Raising kids is always a challenge. We all know that. Our kids have to learn early on in their lives that they are responsible for their own actions. If they continue to do the same actions, they need to face the consequences. Without follow through, they won’t change their behaviour. For those parents who are reading this, I’m sure you would agree with me. If this is the case, why do so many drivers, who may be parents, have so much of a problem with the penalties the government has posed to using a cell phone while driving?
Ontario recently increased their fine for using or holding a handheld device while driving from $155 to $280. http://www.cbc.ca/news/canada/toronto/distracted-driving-fines-in-ontario-jump-to-280-1.2550396 There are still 7 other provinces whose fine is below $200. Is that too low to make an impact on the actions of these drivers? Would drivers who violate this law pay the fine and hope they won’t get caught again but still talk and text while driving? In many cases I do believe that. If the law had more consequences tied to it, would more drivers change their actions? Perhaps. **UPDATE: The government is proposing a higher fine now of up to $1000 plus demerit points. Will that work? http://globalnews.ca/news/1626027/ontario-to-re-introduce-distracted-driving-law/ Plus another government going higher than that. http://www.cbc.ca/1.2838691
8 of the Canadian provinces and some US states include demerit points to the fine and I think that’s a good idea. Once you receive the demerit points, they stay with you for a couple of years. Once you gather too many demerit points you could have your driver’s licence suspended. Is that worth making that text of call while driving?
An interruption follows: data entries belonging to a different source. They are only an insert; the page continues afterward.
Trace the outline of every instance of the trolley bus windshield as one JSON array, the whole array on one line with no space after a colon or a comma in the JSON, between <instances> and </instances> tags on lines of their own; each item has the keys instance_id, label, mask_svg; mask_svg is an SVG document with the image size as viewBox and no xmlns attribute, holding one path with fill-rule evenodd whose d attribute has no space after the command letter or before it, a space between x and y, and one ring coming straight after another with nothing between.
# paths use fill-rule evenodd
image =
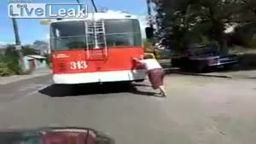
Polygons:
<instances>
[{"instance_id":1,"label":"trolley bus windshield","mask_svg":"<svg viewBox=\"0 0 256 144\"><path fill-rule=\"evenodd\" d=\"M86 31L86 24L90 23L91 21L82 20L53 23L51 49L56 51L95 48L95 33L89 33L89 31ZM106 38L108 48L142 45L141 30L137 20L105 20L104 26L105 36L97 34L96 37L97 39Z\"/></svg>"}]
</instances>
Is this something that is needed to send the message to these drivers that texting and talking on their cell phone while driving is wrong and dangerous?
Changing behaviour is really required to make this change happen. There may be a few who stop doing it because they are afraid of being caught. But for the most part, many drivers won’t change their behaviour because they don’t see the danger in it. As I’ve said many times to many people; it’s more difficult to argue with yourself than it is with anyone else. They have to want to make the change themselves to stop the behaviour. The increase of fines won’t really change the results. The tough part is there aren’t enough police to reinforce this law within most communities. It’s also tough to pull people over to ticket them when the police notice someone talking or texting while driving. So how can we change the behaviour with our driving population? Education.
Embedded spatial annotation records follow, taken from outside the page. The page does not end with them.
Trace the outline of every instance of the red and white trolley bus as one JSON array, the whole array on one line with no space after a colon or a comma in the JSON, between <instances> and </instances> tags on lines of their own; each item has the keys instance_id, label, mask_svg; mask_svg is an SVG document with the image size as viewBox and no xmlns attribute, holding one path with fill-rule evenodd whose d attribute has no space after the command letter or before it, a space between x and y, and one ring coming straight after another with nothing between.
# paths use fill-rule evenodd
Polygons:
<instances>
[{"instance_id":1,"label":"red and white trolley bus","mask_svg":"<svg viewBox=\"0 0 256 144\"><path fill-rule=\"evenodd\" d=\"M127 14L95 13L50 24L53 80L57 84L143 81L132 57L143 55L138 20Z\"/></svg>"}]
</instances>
I often do an exercise with my students while I’m teaching in the classroom at Young Drivers of Canada. I ask them to do “patty-cake” with either the person beside them or their kneecaps. They follow a pattern and have to do it in unison with everyone else. They all seem to find it quite easy to do. The next part of my experiment is to say the alphabet… backwards. This takes complete thought. It’s not a habit for them to do it that way and they struggle with it. Once they’ve finished that, they have to combine the two exercises and do the “patty-cake” and the alphabet backwards at the same time. I witness my students slowing their “patty-cake” to think of what comes next in the alphabet. Some actually stop doing one of the exercises to focus on the other.
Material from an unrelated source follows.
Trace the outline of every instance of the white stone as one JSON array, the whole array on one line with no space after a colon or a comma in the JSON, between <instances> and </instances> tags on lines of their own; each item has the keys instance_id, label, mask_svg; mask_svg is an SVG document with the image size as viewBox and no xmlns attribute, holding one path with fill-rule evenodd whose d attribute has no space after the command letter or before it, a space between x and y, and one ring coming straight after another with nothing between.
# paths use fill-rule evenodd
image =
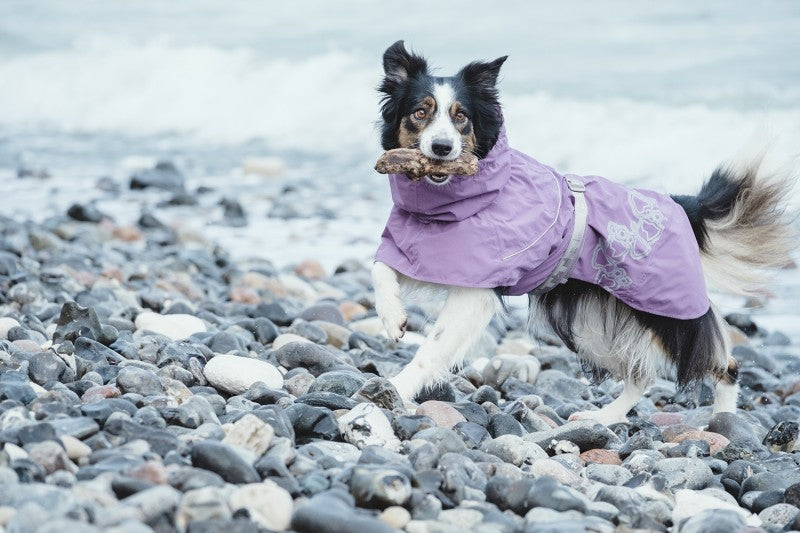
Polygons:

This exercise proves to them that their mind will only allow them to consciously do one thing at a time. They had to slow their thought process to make other choices. Does this sound familiar with driving a vehicle? We often hear how difficult it is for some drivers to talk on their cell phone while driving. It’s absolutely true, but they keep doing it because they don’t believe they are part of the problem, or they don’t believe they’ll get caught.
Why wait until you have to pay the fine? Why wait until you crash your vehicle? Would you close your eyes for three or four seconds while driving? Of course not, but if you think about it, your eyes may be down at your cell phone for three or four seconds instead of looking out the windshield. Wouldn’t that be similar to closing your eyes for the same amount of time?
Make a new habit now and put your phone away while driving. Turn the sound off so you’re now tempted to use it. Put it out of your reach so you’re not tempted to use it. You’re the person who has to make this change, regardless of the amount of the fine.